Debatido há décadas em diferentes esferas
da República, o tema ganhou fôlego na semana passada. Na ocasião, o ministro do
STF Ricardo Lewandowski, que se aposenta em maio, defendeu a medida durante
evento, com argumento de “oxigenar a jurisprudência” dos tribunais.
— Eu sempre advoguei a favor do mandato
para membros dos tribunais superiores. Em uma República é preciso haver
rotatividade nos cargos públicos, e na magistratura não pode ser diferente. É
uma ideia que sempre defendi, não é sobre a PEC que tramita no Congresso —
afirmou o ministro em solenidade na Associação Paulista dos Magistrados.
Outros integrantes do Supremo fazem coro ao
colega. Um deles disse ao GLOBO, reservadamente, que “dez anos é tempo
suficiente para deixar um legado”.
Pacheco tem dito a interlocutores que a
pauta deve ganhar fôlego no próximo ano, quando as questões relativas ao início
da legislatura estiverem assentadas. No Senado, há ainda, segundo O GLOBO
apurou, o entendimento de que qualquer mudança relativa ao funcionamento do STF
deve ser feita com cautela, de forma a evitar associações com a pauta
bolsonarista contrária à Corte.
Embora o tempo de permanência de ministros
no Supremo seja discutido há anos, ele se tornou recentemente uma bandeira dos
bolsonaristas. No governo passado, o assunto era frequentemente alçado às
discussões no Congresso como meio de intimidar integrantes do Judiciário,
sobretudo do STF. Ao longo do mandato, o ex-presidente Jair Bolsonaro
protagonizou reiterados ataques a magistrados de ambas as Cortes.

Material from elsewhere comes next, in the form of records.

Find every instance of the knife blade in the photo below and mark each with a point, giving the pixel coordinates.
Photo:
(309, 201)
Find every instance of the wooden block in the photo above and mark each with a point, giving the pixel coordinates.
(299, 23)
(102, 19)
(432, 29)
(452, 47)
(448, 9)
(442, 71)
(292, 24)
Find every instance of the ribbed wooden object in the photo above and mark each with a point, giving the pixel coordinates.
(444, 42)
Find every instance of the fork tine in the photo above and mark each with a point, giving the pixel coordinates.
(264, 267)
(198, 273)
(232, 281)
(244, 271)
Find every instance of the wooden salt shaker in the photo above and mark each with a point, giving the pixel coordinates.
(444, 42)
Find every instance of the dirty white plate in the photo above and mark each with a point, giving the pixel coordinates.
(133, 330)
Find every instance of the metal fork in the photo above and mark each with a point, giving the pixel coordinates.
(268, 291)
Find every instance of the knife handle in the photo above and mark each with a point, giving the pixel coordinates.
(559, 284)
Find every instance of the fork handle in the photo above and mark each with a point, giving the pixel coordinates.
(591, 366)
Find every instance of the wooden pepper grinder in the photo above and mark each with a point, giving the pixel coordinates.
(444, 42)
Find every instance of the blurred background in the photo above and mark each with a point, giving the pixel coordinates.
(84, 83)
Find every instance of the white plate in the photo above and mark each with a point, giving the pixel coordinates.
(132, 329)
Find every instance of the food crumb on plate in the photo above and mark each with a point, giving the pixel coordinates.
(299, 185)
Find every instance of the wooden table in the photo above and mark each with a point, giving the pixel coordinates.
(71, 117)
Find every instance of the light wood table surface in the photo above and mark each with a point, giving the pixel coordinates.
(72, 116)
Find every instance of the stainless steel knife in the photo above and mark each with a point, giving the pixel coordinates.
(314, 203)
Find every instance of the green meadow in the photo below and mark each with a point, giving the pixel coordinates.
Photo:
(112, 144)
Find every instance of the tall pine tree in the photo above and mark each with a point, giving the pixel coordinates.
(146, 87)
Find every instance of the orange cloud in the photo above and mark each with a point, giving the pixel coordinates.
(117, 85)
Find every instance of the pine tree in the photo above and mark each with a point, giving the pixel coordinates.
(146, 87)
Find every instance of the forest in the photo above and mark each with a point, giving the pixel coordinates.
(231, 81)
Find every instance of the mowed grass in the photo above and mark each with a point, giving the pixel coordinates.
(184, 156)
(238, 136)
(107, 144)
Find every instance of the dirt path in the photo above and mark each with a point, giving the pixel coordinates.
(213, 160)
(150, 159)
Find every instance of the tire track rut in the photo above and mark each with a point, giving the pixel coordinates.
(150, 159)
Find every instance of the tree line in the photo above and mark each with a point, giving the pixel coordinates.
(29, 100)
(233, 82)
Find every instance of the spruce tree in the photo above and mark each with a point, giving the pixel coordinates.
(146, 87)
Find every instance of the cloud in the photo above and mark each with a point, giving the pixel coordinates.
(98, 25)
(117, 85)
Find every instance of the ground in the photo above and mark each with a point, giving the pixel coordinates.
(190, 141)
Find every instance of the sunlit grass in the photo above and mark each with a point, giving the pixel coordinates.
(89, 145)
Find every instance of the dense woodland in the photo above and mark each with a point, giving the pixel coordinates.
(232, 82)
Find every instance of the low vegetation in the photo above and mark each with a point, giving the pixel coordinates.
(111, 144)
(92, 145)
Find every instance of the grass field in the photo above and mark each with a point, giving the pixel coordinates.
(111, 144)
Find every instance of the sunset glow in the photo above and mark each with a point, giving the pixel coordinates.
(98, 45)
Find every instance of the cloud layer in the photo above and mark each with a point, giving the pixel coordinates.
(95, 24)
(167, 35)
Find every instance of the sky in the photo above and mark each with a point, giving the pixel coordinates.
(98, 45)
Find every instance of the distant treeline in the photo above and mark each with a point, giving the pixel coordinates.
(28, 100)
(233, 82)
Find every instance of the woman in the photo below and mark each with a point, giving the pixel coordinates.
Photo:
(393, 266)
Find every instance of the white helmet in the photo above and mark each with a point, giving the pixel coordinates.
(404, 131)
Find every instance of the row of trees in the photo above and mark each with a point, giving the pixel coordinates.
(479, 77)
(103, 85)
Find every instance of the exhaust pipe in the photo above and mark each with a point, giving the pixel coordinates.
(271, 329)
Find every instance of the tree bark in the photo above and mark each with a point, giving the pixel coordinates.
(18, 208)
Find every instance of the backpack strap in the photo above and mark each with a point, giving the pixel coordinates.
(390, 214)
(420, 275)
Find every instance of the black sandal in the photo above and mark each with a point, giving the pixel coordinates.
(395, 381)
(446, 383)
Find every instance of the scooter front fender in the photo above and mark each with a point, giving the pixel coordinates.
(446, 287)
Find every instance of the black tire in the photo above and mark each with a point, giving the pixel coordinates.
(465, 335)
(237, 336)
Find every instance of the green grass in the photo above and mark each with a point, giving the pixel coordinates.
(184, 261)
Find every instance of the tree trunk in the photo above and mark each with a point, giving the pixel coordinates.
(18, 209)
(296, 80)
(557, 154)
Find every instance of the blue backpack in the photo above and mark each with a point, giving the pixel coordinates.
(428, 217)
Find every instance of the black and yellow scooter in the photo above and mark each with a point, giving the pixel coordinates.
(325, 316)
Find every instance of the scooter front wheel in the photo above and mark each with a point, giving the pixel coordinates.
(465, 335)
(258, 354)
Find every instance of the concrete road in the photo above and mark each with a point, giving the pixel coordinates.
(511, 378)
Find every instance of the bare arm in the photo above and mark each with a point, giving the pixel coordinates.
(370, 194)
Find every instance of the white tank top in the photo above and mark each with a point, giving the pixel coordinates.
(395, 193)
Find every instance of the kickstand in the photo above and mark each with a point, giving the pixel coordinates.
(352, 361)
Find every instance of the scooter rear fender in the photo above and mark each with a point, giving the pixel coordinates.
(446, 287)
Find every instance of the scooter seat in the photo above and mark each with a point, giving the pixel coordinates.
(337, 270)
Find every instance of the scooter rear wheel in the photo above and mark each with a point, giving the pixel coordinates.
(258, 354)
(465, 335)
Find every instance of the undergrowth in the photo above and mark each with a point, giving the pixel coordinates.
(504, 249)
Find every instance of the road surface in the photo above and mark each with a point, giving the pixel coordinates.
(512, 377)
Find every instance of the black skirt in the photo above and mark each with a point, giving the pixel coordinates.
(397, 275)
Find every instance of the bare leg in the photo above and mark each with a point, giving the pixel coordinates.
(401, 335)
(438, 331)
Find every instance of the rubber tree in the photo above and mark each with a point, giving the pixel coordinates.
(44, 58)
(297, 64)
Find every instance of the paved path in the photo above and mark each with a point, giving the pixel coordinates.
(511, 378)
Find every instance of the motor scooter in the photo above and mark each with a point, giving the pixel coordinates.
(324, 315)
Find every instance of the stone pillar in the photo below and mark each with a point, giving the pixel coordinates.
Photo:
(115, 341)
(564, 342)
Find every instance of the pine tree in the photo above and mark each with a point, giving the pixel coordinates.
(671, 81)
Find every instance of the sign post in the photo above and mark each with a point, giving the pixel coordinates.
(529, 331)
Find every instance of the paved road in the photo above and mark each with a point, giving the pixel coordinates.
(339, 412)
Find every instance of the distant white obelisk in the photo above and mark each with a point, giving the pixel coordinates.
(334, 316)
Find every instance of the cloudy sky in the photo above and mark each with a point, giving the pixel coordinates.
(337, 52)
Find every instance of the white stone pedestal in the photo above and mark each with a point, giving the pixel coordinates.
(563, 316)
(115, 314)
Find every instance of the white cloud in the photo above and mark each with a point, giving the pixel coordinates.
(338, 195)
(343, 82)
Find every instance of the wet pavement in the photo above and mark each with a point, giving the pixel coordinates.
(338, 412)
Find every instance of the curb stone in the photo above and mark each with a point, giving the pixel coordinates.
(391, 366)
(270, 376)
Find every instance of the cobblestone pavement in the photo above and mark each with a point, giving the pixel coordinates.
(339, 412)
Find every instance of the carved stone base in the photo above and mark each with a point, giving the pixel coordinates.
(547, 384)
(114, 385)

Nesse cenário, ministros ouvidos pelo
GLOBO, embora destaquem que o debate é legítimo, têm dúvidas se este seria o
momento oportuno. Essa ala teme que a discussão acabe desvirtuada pelo ativismo
dos bolsonaristas, visto que a eleição de 2022 ampliou as bancadas
conservadoras do Congresso. Há a preocupação de recrudescer iniciativas
punitivistas defendidas por Bolsonaro e seus aliados contra o Judiciário.
A tese é abraçada também por especialistas
nas relações entre os três Poderes. Juristas ouvidos pelo GLOBO defendem que a
conjuntura de esgarçamento das relações entre o Judiciário, Legislativo e o
Executivo nos últimos anos podem contaminar um eventual debate sobre o mérito
de projetos que queiram aprimorar ou alterar o funcionamento da Suprema Corte.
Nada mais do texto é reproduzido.